[
https://issues.apache.org/jira/browse/KUDU-3217?page=com.atlassian.jira.plugin.system.issuetabpanels:comment-tabpanel&focusedCommentId=17249267#comment-17249267
]
ASF subversion and git services commented on KUDU-3217:
-------------------------------------------------------
Commit fcd737e6ccedd5a91367dc119e773f0b1904b4fa in kudu's branch
refs/heads/master from Alexey Serbin
[ https://gitbox.apache.org/repos/asf?p=kudu.git;h=fcd737e ]
[rpc] add slow timing logging for WrapSaslCall
In the context of KUDU-3217, this patch adds logging on slow SASL calls.
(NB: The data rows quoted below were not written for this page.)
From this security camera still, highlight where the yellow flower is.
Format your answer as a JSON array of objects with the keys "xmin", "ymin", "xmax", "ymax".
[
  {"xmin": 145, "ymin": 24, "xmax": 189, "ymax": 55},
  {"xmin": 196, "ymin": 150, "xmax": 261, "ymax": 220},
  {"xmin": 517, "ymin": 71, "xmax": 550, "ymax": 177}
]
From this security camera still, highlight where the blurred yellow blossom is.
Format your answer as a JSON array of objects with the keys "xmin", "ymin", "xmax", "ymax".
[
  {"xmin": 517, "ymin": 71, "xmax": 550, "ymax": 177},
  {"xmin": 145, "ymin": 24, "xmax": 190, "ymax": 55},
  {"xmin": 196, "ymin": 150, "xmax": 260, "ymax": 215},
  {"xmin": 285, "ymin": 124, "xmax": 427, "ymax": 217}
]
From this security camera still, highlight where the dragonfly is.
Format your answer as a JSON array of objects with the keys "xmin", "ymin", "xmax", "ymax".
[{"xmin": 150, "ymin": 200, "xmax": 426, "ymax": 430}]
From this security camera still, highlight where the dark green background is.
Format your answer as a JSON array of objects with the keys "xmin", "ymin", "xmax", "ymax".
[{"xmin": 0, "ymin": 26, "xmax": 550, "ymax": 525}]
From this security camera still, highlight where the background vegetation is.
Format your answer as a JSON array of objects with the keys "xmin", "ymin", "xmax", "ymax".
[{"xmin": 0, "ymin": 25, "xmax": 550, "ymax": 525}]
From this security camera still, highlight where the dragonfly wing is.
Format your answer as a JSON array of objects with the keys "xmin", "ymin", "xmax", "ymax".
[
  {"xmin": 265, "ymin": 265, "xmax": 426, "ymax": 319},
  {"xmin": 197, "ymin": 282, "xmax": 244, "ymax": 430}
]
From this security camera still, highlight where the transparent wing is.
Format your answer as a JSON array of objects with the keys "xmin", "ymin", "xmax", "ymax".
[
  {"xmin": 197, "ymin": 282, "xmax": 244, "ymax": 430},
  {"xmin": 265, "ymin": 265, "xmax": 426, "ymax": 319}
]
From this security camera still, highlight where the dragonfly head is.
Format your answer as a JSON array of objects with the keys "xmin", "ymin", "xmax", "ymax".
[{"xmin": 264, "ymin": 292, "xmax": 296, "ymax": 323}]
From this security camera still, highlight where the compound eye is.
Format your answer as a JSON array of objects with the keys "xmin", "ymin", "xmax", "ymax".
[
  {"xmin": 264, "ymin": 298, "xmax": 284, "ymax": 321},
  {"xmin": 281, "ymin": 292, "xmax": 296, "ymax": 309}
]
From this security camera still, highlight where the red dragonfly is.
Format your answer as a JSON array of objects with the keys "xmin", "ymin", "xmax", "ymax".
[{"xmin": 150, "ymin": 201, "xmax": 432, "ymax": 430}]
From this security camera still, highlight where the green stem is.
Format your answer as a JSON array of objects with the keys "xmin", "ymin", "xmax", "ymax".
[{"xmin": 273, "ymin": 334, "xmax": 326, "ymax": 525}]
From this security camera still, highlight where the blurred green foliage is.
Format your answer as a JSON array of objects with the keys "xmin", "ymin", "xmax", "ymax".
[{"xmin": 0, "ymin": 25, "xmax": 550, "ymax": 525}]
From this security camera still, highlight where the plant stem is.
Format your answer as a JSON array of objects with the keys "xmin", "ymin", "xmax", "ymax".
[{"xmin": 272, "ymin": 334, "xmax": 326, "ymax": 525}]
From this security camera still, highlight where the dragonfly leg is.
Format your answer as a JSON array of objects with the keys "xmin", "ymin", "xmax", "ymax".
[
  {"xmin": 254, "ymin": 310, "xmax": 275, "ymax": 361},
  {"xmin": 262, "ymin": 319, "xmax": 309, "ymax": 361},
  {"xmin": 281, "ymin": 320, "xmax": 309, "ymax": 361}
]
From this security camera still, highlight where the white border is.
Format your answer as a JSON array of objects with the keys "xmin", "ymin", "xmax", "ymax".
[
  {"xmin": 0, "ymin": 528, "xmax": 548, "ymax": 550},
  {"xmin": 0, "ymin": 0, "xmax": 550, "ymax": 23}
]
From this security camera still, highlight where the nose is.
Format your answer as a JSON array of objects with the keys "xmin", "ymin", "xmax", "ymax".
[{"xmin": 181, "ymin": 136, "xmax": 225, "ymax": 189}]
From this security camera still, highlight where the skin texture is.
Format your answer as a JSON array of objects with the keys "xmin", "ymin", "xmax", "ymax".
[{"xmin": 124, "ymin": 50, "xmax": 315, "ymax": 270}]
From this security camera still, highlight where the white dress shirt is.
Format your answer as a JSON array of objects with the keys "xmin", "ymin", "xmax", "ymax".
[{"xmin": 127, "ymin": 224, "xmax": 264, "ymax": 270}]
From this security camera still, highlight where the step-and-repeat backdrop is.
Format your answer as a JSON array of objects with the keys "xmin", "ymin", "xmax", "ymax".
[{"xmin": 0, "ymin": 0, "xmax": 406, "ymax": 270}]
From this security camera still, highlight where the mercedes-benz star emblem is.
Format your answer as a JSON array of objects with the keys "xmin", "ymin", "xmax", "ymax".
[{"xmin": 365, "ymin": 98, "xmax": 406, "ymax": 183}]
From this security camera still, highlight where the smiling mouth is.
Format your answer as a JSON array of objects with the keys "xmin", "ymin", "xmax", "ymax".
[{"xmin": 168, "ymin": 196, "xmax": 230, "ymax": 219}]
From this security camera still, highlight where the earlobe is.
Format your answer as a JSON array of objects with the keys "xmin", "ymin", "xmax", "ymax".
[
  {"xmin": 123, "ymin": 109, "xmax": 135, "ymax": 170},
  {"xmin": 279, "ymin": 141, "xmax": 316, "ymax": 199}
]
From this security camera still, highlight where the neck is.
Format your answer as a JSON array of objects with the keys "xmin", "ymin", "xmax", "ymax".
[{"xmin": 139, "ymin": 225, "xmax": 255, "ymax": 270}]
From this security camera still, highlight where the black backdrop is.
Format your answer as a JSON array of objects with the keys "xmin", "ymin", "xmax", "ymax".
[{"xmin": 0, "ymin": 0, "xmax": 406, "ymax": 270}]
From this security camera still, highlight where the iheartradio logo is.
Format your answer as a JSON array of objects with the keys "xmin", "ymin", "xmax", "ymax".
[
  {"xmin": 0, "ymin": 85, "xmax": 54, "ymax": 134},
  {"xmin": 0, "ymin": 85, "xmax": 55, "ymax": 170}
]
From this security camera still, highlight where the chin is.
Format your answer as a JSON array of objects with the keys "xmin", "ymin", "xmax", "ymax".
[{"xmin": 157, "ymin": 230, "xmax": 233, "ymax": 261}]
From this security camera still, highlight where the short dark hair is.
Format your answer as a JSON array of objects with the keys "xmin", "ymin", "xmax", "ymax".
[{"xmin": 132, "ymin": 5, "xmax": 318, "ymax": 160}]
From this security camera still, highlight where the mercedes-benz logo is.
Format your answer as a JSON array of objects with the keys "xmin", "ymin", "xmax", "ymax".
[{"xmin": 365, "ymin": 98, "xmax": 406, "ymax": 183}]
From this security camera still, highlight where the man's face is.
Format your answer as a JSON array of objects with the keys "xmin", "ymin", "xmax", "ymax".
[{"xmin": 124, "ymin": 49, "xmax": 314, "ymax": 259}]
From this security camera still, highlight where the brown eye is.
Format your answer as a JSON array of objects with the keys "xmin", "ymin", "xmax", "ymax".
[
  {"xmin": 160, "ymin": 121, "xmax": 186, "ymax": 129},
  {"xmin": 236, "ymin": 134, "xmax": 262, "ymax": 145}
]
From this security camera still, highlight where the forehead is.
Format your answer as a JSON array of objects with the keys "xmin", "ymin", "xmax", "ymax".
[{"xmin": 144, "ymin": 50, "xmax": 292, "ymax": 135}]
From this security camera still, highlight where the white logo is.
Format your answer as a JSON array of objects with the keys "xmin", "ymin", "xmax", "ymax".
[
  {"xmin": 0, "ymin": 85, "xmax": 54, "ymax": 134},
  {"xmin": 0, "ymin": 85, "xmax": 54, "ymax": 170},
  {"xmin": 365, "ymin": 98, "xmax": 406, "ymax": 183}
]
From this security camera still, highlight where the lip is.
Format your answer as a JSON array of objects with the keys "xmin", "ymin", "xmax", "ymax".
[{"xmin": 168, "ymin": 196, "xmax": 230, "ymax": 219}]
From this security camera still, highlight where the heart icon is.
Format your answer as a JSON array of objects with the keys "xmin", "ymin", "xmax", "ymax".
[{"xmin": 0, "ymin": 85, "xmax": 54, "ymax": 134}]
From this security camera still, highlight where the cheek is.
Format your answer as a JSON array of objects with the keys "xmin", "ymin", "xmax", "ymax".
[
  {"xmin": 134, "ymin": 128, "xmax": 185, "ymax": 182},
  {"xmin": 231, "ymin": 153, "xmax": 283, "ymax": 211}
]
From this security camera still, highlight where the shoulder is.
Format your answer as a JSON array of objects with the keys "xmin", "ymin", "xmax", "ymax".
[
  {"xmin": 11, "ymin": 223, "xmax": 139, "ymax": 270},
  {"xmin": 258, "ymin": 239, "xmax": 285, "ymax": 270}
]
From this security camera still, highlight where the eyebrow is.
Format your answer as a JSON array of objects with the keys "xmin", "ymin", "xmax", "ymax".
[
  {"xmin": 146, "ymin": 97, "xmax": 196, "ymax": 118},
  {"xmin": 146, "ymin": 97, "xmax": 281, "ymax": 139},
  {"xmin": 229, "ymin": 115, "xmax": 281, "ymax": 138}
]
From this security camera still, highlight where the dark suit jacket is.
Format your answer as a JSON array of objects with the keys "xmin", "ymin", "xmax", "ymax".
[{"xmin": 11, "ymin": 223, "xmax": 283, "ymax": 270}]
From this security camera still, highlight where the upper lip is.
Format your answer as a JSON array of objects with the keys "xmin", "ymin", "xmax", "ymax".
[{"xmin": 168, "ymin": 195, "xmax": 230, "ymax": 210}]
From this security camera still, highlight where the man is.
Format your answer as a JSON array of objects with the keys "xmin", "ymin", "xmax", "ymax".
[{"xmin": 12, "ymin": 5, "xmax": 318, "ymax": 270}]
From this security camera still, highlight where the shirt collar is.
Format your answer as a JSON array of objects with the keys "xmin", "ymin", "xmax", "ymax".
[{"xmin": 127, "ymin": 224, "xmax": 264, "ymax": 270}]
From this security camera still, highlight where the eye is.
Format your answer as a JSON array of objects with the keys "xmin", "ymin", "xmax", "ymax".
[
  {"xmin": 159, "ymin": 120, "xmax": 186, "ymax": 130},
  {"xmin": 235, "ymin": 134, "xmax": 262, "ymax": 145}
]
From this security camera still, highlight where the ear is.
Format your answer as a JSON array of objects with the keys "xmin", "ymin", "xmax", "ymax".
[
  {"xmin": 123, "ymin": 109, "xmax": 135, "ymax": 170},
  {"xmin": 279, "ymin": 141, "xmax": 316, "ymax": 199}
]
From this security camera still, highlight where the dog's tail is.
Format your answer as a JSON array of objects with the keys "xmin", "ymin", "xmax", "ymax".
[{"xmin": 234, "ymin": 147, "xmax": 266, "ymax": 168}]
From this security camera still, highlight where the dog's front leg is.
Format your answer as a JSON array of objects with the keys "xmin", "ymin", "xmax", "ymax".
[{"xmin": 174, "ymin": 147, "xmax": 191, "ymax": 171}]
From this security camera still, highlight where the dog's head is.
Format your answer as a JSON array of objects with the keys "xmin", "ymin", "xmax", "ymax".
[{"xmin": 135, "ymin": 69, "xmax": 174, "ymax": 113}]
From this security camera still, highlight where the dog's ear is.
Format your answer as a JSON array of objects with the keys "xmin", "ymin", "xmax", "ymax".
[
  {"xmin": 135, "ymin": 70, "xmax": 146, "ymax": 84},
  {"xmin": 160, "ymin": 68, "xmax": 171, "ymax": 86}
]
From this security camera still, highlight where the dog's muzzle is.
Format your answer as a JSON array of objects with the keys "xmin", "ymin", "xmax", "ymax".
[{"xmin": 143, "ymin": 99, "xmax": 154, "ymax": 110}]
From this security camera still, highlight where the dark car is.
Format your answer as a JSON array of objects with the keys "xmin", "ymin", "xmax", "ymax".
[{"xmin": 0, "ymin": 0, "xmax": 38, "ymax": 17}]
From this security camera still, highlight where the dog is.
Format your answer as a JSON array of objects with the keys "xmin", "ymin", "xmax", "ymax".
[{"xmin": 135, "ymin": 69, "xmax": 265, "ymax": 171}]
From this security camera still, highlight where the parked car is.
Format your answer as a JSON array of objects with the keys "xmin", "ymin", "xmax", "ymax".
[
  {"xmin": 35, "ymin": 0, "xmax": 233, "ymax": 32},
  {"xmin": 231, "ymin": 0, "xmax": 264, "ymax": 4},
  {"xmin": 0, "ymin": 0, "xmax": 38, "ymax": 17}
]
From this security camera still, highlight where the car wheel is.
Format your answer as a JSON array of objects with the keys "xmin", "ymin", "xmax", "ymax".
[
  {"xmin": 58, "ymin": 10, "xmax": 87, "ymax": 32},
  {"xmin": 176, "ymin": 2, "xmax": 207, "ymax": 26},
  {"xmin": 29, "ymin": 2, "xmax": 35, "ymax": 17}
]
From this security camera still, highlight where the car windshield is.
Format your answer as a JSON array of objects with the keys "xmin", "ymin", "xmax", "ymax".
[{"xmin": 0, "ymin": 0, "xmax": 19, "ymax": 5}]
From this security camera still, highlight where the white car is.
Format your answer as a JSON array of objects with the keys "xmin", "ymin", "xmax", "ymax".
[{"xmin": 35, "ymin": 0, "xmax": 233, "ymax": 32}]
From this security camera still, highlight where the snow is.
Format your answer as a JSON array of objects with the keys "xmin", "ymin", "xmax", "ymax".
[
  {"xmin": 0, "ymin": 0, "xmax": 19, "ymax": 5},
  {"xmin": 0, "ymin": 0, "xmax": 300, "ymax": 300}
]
The reason for setting threshold of 250ms is that 250ms is more than
enough for a local call, and it should be long enough for a call to
a robust KDC in the local network.
Change-Id: I3f8cff71c35a4aab0307456b1dc4270520966ece
Reviewed-on: http://gerrit.cloudera.org:8080/16868
Reviewed-by: Grant Henke <[email protected]>
Reviewed-by: Bankim Bhavsar <[email protected]>
Tested-by: Kudu Jenkins
> Limit the amount of time spent by SASL method run by WrapSaslCall
> -----------------------------------------------------------------
>
> Key: KUDU-3217
> URL: https://issues.apache.org/jira/browse/KUDU-3217
> Project: Kudu
> Issue Type: Improvement
> Components: master, security, tserver
> Reporter: Alexey Serbin
> Priority: Major
>
> There were reports on connection negotiation issues in a secure Kudu cluster:
> Kudu clients (e.g., {{kudu cluster ksck}} tool) would fail to establish a
> connection to a tablet server or master. The issue happened rather rarely,
> but in a busy cluster that was a major nuisance because the target server
> would not accept any new connections for a very long time, and usually the
> solution was to restart the server ({{kudu-tserver}} or {{kudu-master}}
> correspondingly).
> The stack traces collected from the diagnostic files pointed to a situation
> where one negotiation thread acquired the mutex in {{WrapSaslCall()}} in read
> mode and stuck for a long time (several minutes), while the Kerberos creds
> renewal thread was waiting on the lock to be acquired in write mode.
> Consequently, all other connection negotiation threads were blocked on the
> same mutex after that since the mutex is of
> {{RWMutex::Priority::PREFER_WRITING}} priority.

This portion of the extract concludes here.